The Warhawk launched from the Santa Fe’s hold. There was a brief tug of resistance as we fired thrusters and cleared the ship’s gravitational field, then we were on our own.
“Just keep the Fe’s weapons systems hot,” I said to Carmine, over a closed channel. “No telling when we might need to use them.”
Carmine gave a low, throaty laugh. “Do you even have to ask?” she said.
CHAPTER TWENTY
THE AZRAEL
A searchlight mounted on the Warhawk’s nose absently scanned the bio-ship’s battered exohull. There were muttered curses and exclamations from the squad.
“You receiving this, Fe?” I asked.
“We see it,” Sergkov said.
“This ship is massive,” Feng whispered. “Where do we even start?”

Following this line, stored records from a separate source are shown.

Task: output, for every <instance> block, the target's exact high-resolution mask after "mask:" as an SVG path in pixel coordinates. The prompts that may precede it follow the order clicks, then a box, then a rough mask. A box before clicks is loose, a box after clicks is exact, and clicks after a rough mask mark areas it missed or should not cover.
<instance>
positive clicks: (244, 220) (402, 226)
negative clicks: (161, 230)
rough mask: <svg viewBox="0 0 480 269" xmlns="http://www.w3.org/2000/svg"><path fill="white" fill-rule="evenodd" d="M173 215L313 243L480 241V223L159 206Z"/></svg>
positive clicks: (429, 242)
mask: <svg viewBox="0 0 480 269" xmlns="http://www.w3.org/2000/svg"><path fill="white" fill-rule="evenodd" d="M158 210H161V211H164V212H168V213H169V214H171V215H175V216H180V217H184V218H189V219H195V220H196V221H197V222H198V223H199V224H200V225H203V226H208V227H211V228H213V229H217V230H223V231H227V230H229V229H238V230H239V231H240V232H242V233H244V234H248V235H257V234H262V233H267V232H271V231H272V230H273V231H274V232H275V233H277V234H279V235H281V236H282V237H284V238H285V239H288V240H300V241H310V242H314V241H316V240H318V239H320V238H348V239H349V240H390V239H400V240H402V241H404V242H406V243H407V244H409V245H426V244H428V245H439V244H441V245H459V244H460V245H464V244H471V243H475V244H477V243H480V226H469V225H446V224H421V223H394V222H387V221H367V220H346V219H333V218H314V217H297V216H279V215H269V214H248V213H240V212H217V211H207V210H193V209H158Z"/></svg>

There were no wise quips or comebacks from anyone this time.
The bio-ship was much longer than the Santa Fe, and maybe twice as broad. The hull was ribbed with biological armoured plating, pocked here and there with what might have been view-ports. Several larger apertures mimicked airlocks or docking bays, but it was hard to say—everything screamed of the organic, rather than the machined. Save for the nose, all angles were soft and curved, and every portal was circular. As we drew nearer still, I saw that several of those were open.
“Looks dead,” Novak offered.
“Or at least dormant…” Zero said. I heard her swallowing as we drifted nearer, and I could feel her apprehension over the comms network. Being so close to the Krell was surely taking its toll on her.